On la voyait à la cime d'un roc qui dominait le Dniestr, avec les restes de ses glacis déchirés et de ses murailles détruites. Le sommet du roc était tout jonché de pierres, de briques, de débris, toujours prêts à se détacher et à voler dans l'abîme. Ce fut là que l' hetman de la couronne Potocki cerna Boulba par les deux côtés qui donnaient accès sur la plaine. Pendant quatre jours, les Cosaques luttèrent et se défendirent à coups de briques et de pierres. Mais leurs munitions, comme leurs forces, finirent par s'épuiser, et Tarass résolut de se frayer un chemin à travers les rangs ennemis. Déjà ses Cosaques s'étaient ouvert un passage, et peut-être leurs chevaux rapides les auraient-ils sauvés encore une fois, quand tout à coup Tarass s'arrêta au milieu de sa course.
– Halte! s'écria-t-il, j'ai perdu ma pipe et mon tabac; je ne veux pas que ma pipe même tombe aux mains des Polonais détestés.
Et le vieux polkovnik se pencha pour chercher dans l'herbe sa pipe et sa bourse à tabac, ses deux inséparables compagnons, sur mer et sur terre, dans les combats et à la maison. Pendant ce temps, arrive une troupe ennemie, qui le saisit par ses puissantes épaules. Il essaye de se dégager; mais les heiduques qui l'avaient saisi ne roulèrent plus à terre, comme autrefois.
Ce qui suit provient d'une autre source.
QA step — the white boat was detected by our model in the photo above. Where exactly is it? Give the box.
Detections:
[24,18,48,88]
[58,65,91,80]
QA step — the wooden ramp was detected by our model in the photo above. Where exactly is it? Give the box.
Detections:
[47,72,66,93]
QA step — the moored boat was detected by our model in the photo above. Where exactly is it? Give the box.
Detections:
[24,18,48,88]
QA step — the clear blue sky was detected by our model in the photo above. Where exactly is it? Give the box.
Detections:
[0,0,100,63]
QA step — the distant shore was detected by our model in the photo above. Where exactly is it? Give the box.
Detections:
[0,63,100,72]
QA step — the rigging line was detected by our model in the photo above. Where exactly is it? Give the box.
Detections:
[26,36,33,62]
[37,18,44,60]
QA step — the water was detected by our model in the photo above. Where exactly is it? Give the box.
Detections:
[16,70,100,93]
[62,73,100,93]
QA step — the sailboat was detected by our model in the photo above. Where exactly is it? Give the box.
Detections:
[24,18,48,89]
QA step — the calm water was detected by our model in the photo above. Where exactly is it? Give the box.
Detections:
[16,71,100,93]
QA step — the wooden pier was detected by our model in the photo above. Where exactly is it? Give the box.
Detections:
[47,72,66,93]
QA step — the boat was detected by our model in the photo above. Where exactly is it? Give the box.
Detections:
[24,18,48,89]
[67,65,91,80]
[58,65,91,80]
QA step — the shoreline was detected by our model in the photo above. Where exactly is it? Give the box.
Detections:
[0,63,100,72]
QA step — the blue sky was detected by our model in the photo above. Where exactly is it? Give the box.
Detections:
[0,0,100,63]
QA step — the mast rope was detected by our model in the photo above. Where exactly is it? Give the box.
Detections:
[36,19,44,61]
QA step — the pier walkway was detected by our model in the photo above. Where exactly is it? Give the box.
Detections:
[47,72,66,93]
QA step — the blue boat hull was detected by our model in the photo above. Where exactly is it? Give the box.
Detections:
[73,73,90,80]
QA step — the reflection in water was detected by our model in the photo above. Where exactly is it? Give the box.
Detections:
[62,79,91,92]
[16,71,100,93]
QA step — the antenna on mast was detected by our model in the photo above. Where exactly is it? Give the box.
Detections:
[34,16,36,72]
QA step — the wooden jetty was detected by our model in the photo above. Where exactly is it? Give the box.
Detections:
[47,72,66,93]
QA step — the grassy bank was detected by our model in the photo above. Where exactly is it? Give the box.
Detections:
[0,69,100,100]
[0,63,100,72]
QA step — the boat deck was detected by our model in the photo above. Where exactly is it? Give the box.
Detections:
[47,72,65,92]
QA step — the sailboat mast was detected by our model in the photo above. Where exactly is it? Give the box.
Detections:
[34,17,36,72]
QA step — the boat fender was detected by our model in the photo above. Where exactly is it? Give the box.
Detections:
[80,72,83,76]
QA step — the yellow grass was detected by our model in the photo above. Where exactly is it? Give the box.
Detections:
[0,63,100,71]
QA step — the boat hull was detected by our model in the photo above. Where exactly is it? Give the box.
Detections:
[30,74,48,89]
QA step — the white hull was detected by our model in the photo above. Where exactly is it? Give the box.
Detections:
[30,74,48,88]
– Oh! vieillesse! vieillesse! dit-il amèrement; et le vieux Cosaque pleura.
Mais ce n'était pas à la vieillesse qu'était la faute; la force avait vaincu la force. Près de trente hommes s'étaient suspendus à ses pieds, à ses bras.
– Le corbeau est pris! criaient les Polonais. Il ne reste plus qu'à trouver la manière de lui faire honneur, à ce chien.
Et on le condamna, du consentement de l' hetman , à être brûlé vif en présence de tout le corps d'armée. Il y avait près de là un arbre nu dont le sommet avait été brisé par la foudre. On attacha Tarass avec des chaînes en fer au tronc de l'arbre; puis on lui cloua les mains, après l'avoir hissé aussi haut que possible, afin que le Cosaque fût vu de loin et de partout; puis, approchant des branches, les Polonais se mirent à dresser un bûcher au pied de l'arbre. Mais ce n'était pas le bûcher que contemplait Tarass; ce n'était pas aux flammes qui allaient le dévorer que songeait son âme intrépide. Il regardait, l'infortuné, du côté où combattaient ses Cosaques. De la hauteur où il était placé, il voyait tout comme sur la paume de la main.
– Camarades, criait-il, gagnez, gagnez au plus vite la montagne qui est derrière le bois; là, ils ne vous atteindront pas!
Mais le vent emporta ses paroles.
– Ils vont périr, ils vont périr pour rien! s'écriait-il avec désespoir.
Et il regarda au-dessous de lui, à l'endroit où étincelait le Dniestr. Un éclair de joie brilla dans ses yeux. Il vit quatre proues à demi cachées par les buissons; alors rassemblant toutes ses forces, il s'écria de sa voix puissante:
– Au rivage! au rivage, camarades, descendez par le sentier à gauche! Il y a des bateaux sur la rive; prenez-les tous, pour qu'on ne puisse vous poursuivre.
Cette fois le vent souffla favorablement, et toutes ses paroles arrivèrent aux Cosaques. Mais il fut récompensé de ce bon conseil par un coup de massue asséné sur la tête, qui fit tournoyer tous les objets devant ses yeux.